Formatting a RAID volume with ext4

Contents: Overview of RAID volumes and the ext4 filesystem
In a previous post a RAID 5 array was created using mdadm. After the array was created it was ready for use, such as creating a partition and placing a filesystem on it. Formatting a RAID array is similar to formatting any other partition or device except there are a few configuration options to be mindful of to improve I/O performance and reduce overhead.

Through the process below a partition will be created on the /dev/md0 device, which is RAID level 5 running on four disks, then the partition will be formatted with the ext4 filesystem, the operating system will be configured to automount the new file system, and test data will be written to demonstrate functionality.

This guide was tested on a Debian 6.0 "Squeeze" system (Linux debian 2.6.32-5-amd64) with a RAID 5 array created out of four 5GB disks. root access is required. Some math will be required so the use of a calculator is recommended if the resulting values do not come easily.

The steps outlined below will damage any data on the selected device. Do not run them on a production system without fully understanding the process and testing in a development environment.

These instructions are not meant to be exhaustive and may not be appropriate for your environment. Always check with your hardware and software vendors for the appropriate steps to manage your infrastructure.
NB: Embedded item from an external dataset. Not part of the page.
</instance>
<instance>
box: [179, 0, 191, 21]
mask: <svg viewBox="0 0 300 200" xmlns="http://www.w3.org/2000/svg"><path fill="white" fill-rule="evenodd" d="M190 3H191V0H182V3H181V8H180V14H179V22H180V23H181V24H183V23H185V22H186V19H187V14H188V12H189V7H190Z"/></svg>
Instructions and information are detailed in black font with no decoration.
Code and shell text are in black font, gray background, and a dashed border.
Input is green.
Literal keys are enclosed in brackets such as [enter], [shift], and [ctrl+c].
Warnings are in red font.

Steps to format a RAID volume with ext4
  1. Log in to your system and open a command prompt.

  2. Change your shell to run as root:
    user@debian~$: su -

  3. View the current information for /dev/md0:
    root@debian~$: fdisk -l /dev/md0
    Disk /dev/md0: 16.1 GB, 16101408768 bytes
    2 heads, 4 sectors/track, 3931008 cylinders
    Units = cylinders of 8 * 512 = 4096 bytes
    Sector size (logical/physical): 512 bytes / 512 bytes
    I/O size (minimum/optimal): 524288 bytes / 1572864 bytes
    Disk identifier: 0x00000000

    Disk /dev/md0 doesn't contain a valid partition table
    The results show the total size of the device, 16.1GB, and that there are no partitions on the device yet.

  4. Create a partition on /dev/md0:
    root@debian~$: fdisk /dev/md0
    Command (m for help): n
    Command action
       e   extended
       p   primary partition (1-4)
    Partition number (1-4): 1
    First cylinder (1-3931008, default 385): [enter]
    Using default value 385
    Last cylinder, +cylinders or +size{K,M,G} (385-3931008, default 3931008): [enter]
    Using default value 3931008

    Command (m for help): p

    Disk /dev/md0: 16.1 GB, 16101408768 bytes
    2 heads, 4 sectors/track, 3931008 cylinders
    Units = cylinders of 8 * 512 = 4096 bytes
    Sector size (logical/physical): 512 bytes / 512 bytes
    I/O size (minimum/optimal): 524288 bytes / 1572864 bytes
    Disk identifier: 0x8afle479

    Device            Boot    Start    End    Blocks    Id    System
    /dev/md0p1              385    3931008    15722496    83    Linux

    Command (m for help): w
    The partition table has been altered!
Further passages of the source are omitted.